What she misses, of course, are the downsides. She celebrates the year-round availability of fruits and vegetables, but doesn’t mention the army of ruthlessly exploited workers (Mexicans in the US West, and in the South, until recently, the descendants of enslaved African Americans) required to plant, tend, and harvest it. Yes, meat, once enjoyed “only on rare occasions” by working people, is now within easy reach of most Americans, but Laudan doesn’t pause to ponder what it means for the people who work for poverty wages in factory-scale slaughterhouses. To speak nothing of fast-food, restaurant, and supermarket workers.
Nor does she ponder the people cut off from industrialized food’s bounty: The nearly 1 billion people, most of them in the Global South, who lack enough to eat—many of whom work on plantation-style farms that provide wealthy consumers with coffee, sugar, bananas, and other fruits and vegetables.
She also evades the ecological question. Large Midwestern farms provide the grain that feeds our teeming factory meat operations. In doing so, they systemically foul water with agrichemicals and hemorrhage topsoil, essentially a fossil resource. Meat farms, meanwhile, have become overreliant on antibiotics—contributing to an antibiotic-resistance crisis that now claims 700,000 lives worldwide. California’s agricultural behemoth, which churns out the bulk of US-grown fruits and vegetables and nearly all US-grown nuts, relies on oversubscribed and rapidly depleting water resources. And so on.

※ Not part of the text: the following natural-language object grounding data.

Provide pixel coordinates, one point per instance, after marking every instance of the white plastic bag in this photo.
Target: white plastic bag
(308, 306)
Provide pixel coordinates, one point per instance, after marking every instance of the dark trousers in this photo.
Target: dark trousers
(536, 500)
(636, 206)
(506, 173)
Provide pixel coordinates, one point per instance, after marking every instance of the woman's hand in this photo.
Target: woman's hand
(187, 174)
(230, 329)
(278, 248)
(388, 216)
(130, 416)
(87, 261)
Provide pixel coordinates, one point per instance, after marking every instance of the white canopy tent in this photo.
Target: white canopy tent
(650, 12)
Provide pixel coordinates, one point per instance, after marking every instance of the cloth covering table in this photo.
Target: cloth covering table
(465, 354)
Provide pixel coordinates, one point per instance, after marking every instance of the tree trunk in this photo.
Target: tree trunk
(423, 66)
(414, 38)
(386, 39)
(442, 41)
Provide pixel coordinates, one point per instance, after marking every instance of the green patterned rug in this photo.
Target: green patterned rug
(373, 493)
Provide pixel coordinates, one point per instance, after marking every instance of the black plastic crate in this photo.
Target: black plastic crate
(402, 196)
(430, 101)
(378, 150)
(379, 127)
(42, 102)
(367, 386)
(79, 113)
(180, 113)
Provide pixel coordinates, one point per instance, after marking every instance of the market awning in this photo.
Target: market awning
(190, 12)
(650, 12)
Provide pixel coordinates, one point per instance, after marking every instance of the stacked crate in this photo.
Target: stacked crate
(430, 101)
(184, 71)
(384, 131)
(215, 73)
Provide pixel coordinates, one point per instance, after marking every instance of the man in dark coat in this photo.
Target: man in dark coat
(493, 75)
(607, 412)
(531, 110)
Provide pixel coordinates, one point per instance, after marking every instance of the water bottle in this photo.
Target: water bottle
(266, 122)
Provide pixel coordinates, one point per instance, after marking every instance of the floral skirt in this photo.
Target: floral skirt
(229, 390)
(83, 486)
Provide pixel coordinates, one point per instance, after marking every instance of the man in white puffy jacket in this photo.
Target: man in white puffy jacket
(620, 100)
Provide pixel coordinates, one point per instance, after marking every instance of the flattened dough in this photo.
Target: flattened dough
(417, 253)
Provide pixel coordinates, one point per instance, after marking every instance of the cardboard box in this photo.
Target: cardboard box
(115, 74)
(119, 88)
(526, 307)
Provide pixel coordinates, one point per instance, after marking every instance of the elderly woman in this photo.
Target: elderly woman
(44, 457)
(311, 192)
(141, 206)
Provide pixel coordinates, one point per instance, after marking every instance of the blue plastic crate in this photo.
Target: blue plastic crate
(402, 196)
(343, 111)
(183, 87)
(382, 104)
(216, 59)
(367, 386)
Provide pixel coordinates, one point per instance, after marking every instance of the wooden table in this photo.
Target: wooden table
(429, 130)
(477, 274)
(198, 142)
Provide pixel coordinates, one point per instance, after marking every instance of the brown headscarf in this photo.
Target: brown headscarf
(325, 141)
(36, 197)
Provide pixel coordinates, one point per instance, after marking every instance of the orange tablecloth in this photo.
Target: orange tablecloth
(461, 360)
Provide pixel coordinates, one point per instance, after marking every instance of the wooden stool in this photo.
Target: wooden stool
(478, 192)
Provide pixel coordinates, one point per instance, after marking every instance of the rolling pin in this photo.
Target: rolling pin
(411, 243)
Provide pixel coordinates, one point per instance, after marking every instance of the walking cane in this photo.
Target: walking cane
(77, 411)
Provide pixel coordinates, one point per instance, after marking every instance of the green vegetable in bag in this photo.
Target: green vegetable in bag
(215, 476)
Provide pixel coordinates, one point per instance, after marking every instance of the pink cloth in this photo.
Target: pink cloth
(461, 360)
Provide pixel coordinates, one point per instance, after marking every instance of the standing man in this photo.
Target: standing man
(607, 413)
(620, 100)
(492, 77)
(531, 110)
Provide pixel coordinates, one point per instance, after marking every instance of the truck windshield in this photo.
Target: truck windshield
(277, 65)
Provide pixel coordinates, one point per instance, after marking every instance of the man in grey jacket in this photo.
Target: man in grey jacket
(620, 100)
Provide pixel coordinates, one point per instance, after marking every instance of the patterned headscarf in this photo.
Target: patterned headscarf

Finally, there’s health. Laudan is right that starvation is mostly a thing of the past in the industrialized world, but she has little to say about how our modern diet is contributing to new forms of misery: high rates of type 2 diabetes, heart disease, and cancer.
I share her annoyance at the historical fantasia that often passes for analysis among foodies. The key insight to be drawn from Laudan is that our species has rarely if ever experienced an equitable or sustainable way of feeding itself. But that doesn’t mean we should stop trying—or that monocrops and agrichemicals bring us any closer.